At my age, I have learned to expect the unexpected. I am well familiar with the old adage, "the best laid plans of mice and men."
This Sunday afternoon I am sitting out on my deck, with Wife and Ralph the Dog, alongside me. Ralph is doing what he does best -- sleeping, but with his ears up, just in case something should happen that needs his attention (even though he's going deaf). Wife is reading.
This past week is a blur. I worked in town last Monday and Tuesday. I took our Mission CEO to meet with an influential friend of mine late Monday afternoon. I had a Mission Executive Committee meeting Tuesday night.
Wednesday morning I drove over to Memphis to work for a couple of days (or what I planned to be a couple of days). Thursday morning I got word that a dear friend, the lady who lived next door to me growing up in South Arkansas, Mrs. M., had died the night before.
This was not unexpected. She had had Alzheimer's for about six years. Her husband, Dr. M., died in August 2009 after faithfully caring for her. After that she went to live with her son and she's been there ever since. The last time I saw her, a couple of years ago, she did not know me.
To give a little background, I met Mrs. M. in 1968 when her family moved in next door to me. She and Dr. M. had four children, two older and two younger than myself. I loved them all and over time they became like family to me.
Mrs. M. and I had a special friendship and she remained a faithful friend to me throughout my adult life -- calling me on birthdays, writing me notes -- until she became ill and could longer communicate independently. She and Dr. M. were also good, faithful friends to my parents.
Anyway, when I heard that she had died, I knew that I needed to go. The funeral was to be Saturday afternoon. It's about a 7.5 - 8 our drive from home and, since I was already three hours down the road, Wife and I decided I would just stay in Memphis and go from there.
This was totally selfless on Wife's part because we had a number of things scheduled this weekend. Both Daughter and Younger Son are out of town and we had a wedding to attend Friday night and had accepted another invitation for Saturday night. Wife was helping host a brunch Saturday morning (not at our house) and we always have a running list of projects, of course. She knows how much Mrs. Mr. and her family meant to me, though, so she gave me her blessing.
On Friday I felt something, a little bit of a "nudging," a feeling that I should write down some of my thoughts about Mrs. M. I decided that, if it would be at all appropriate, I would share this at the funeral on Saturday. I would not push it on them and would only do it if it would fit, and I did not even call in advance to ask. I would just discreetly mention it when I got there and if I didn't speak at the service, I would just give the family what I had written down and let them read it at a later time.

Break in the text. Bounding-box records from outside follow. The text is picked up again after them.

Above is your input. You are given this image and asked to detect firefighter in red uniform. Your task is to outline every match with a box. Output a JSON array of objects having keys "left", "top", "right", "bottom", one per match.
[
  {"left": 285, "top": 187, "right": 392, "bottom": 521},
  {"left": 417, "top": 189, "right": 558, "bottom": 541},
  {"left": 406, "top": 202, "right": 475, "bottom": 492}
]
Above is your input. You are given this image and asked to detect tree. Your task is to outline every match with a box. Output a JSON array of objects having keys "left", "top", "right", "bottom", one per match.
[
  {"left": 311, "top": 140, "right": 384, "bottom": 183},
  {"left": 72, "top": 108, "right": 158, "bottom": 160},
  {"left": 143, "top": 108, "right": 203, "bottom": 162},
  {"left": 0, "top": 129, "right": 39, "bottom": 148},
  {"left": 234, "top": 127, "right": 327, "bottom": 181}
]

Friday night I drove to Little Rock to spend the night with Wife's parents. I got a text from longtime friend (and blogger friend) Kelly, who had heard about Mrs. M. and knew of my friendship with the family, asking me if I would be coming. We agreed I would meet her for lunch.
Lunch was delightful. We talked nonstop and could have talked hours more. Old friends are the best (even though Kelly and I are still, of course, quite young. We've just known each other a long time).
When I arrived at the visitation just before the funeral service, I spoke to one of Mrs. M.'s daughters. I told her what I had written down and told her I would be happy to share it but only if it would be appropriate and if it would fit in with what they had planned. She smiled broadly and said she thought it would be perfect, that they had planned a brief, simple service and that she, her two sisters and brother had all wanted to say something but didn't think they could, emotionally, handle it. Her husband, a pastor, was conducting the service. We spoke to him and he said he thought it would be a great idea.
I talked to the other siblings to make sure they were OK with it and they all told me that they would love it and thanked me.
So at the start of the service, I gave a brief talk about my memories of growing up next door to Mrs. M. and what she and her family had meant to me. I said that it truly "takes a village" and that Mrs. M. had been such an integral part of the village that helped raise me.
I talked about the wonderful neighborhood in which we had grown up -- where we played touch football games in the non-busy street during the day and kick-the-can at night. We all looked out for each other and Dr. and Mrs. M. had been like another set of parents for me.
It was a simple little talk, but it was well received, and I'm so glad I got to do it. I have no doubt that the "nudging" was God urging me to step out and do something that didn't make me feel comfortable but, in the end, made me feel very good.
After the graveside service, I took a walk by myself over to the headstone that marks the graves of my parents, buried side by side. I know that they are not "there" in the truest sense, but I smiled, and even laughed a bit, as I read their names on the headstone.
And in my old hometown, downtown where I had lunch with Kelly, at the funeral and at the cemetery, I felt them with me, as well as Dr. and Mrs. M., and others who were all part of my "village," and I felt very warm, and very thankful.
I got in the car about 5 p.m. and drove back to my current "village." At 12:45 a.m. I climbed into bed with my wonderful sleeping wife, who always puts my wants and needs before hers, and I counted my blessings until I fell asleep.